|
OSHO: JAREN VAN VOORBEREIDING
DE STROOM VAN GEDACHTEN De wetenschap, zo heeft Bhagwan(Osho)
vaak gezegd onderzoekt in haar methodologie het onbekende. Ze tracht het te begrijpen. Bij haar werkwijze is de kenner
gescheiden van het gekende, de observeerder gescheiden van het geobserveerde. Zo tracht wetenschap stap voor stap
van het onbekende tot het bekende te komen. Steeds meer wordt bekend. Wij krijgen steeds meer kennis. Het verschil met de mysticus is, dat
de laatste altijd spreekt over datgene wat nooit gekend zal en kan worden. Hij spreekt over de ervaring van het on-kenbare als geleefde ervaring. Hij spreekt over een primair
bewustzijn, waarin hij is vervloeid en dat de kwaliteit heeft van een niet-weten, van
agnosia. De wetenschap gaat uit van de
observeerder, die het geobserveerde gadeslaat. Maar de mysticus heeft de illusie van
deze observeerder doorzien. Als men een brandende toorts in een
donkere kamer een cirkelvormige beweging laat maken, dan ziet iedereen een ring van licht. Die ring is een illusie. Hij bestaat niet. Als die illusie zou worden doorzien,
dan zou ik weten dat de observeerder niets anders is dan... de stroom van gedachten (en
dus het verleden). Deze stroom, voortkomend uit door
ervaring opgestapelde kennis, functioneert sinds onheugelijke tijden (en niet alleen bij
de wetenschapper) als instrument om de problemen op deze planeet op te lossen. Wij worden angstig als wij overwegen
dit instrument weg te werpen en op zoek te gaan naar een ander instrument. Daarom klampen wij ons aan dat oude,
voortgaande denken vast, blijven het koppig handhaven in de hoop met dit verouderde
instrument toch tot de oplossing van problemen (zelfs tot een transformatie van het
bewustzijn) te kunnen komen. Wat voor verbinding ligt er nu met
het begrip 'agnosia'? Veronderstel, ik kijk naar een appel. Ben ik in staat om naar dat ding te kijken zonder 'de observeerder'? Wat zou er gebeuren als die werd
uitgeschakeld? Het zou betekenen dat dan het
verleden wordt uitgeschakeld, want de observeerder is het verleden. Dat is precies wat mij daar op dat
eiland overkwam. Alle kennis en verzamelde ervaringen,
alle associaties en alle taal, zoals die in mijn hersenen waren opgeslagen, werden een
ogenblik lamgelegd. Alles riep ontzag en verwondering op. Als ik naar een appel zou kijken met
de ogen van een pasgeboren kind, die nog niet weet welke naam hij aan iets moet
geven, zou ik kijken zonder te interpreteren of te vertalen. Het was moeder (en de cultuur) die
mij snel van het mysterie van dat ding beroofde.

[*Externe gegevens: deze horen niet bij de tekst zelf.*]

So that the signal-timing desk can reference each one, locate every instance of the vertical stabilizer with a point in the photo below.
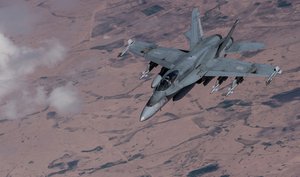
(227, 39)
(195, 33)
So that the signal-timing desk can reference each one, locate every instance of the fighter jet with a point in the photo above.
(181, 69)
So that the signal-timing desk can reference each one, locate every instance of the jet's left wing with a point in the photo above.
(235, 68)
(166, 57)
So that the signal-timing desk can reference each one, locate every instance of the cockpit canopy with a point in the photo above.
(167, 80)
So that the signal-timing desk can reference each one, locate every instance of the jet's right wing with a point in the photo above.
(195, 33)
(239, 47)
(235, 68)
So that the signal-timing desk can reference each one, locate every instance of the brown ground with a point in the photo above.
(254, 132)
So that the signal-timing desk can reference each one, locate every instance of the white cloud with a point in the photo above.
(16, 62)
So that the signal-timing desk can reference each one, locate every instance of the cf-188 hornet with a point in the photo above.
(183, 69)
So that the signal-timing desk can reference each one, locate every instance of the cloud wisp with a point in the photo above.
(16, 62)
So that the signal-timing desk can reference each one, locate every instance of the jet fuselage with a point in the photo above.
(186, 72)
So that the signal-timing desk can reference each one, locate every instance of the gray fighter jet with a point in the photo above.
(183, 69)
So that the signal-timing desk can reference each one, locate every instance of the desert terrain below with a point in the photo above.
(255, 132)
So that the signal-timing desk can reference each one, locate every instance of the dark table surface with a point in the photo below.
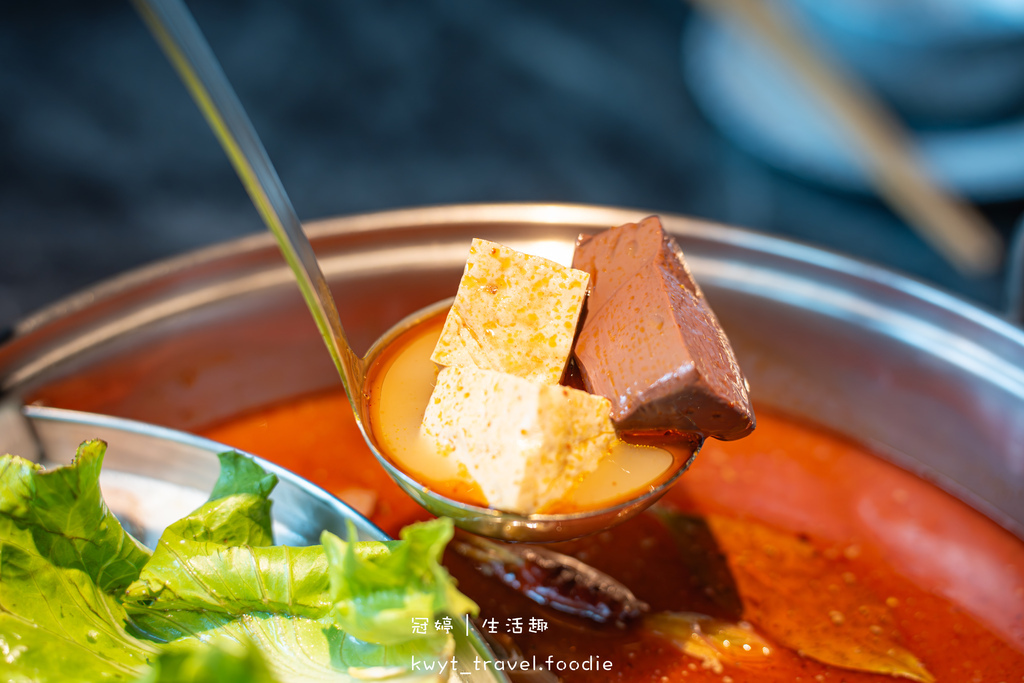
(107, 165)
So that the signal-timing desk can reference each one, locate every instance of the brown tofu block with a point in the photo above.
(649, 341)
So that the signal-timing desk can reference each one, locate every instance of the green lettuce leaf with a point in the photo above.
(223, 662)
(276, 613)
(378, 589)
(59, 549)
(69, 521)
(240, 474)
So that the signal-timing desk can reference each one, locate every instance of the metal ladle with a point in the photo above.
(175, 30)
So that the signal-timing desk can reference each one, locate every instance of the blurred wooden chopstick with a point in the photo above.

Ik speelde ermee, met de appel, ik
zag het en toen was het nog deel van een wonderlijk mysterieuze wereld. Totdat ze zei: dit is een A P P E L.
Vanaf dat moment verdween het wonder. Er was een woordenkleed overheen
gekomen en dat, met al zijn associaties, werd mijn symbolische werkelijkheid. De observeerder werd geboren en hij
werd sterker en sterker. Een geniaal man, heeft eens gezegd:
'the word is not the thing,' een uitspraak die vaak door Krishnamurti werd gebruikt. Het woord is niet datgene waar het
woord naar verwijst. Een boom is niet een B O O M , en een
appel is niet een A P P E L. De conclusie is dat ik de
werkelijkheid met een kleed van symbolen bedek, voortdurend bezig ben het 'weten-over'. Dus projecteer ik voortdurend kennis
(woorden en associaties) op die werkelijkheid, op dat wat is. Dat proces vervreemdt mij van de
werkelijkheid, van dat wat is. Als er observeren zou zijn, zonder
gebruikt te maken van de observeerder, dan wordt daarmee het wonderkleed weggetrokken. Iedere vorm van benoeming, dus van interpretatie, etikettering en categorisering, wordt dan stopgezet.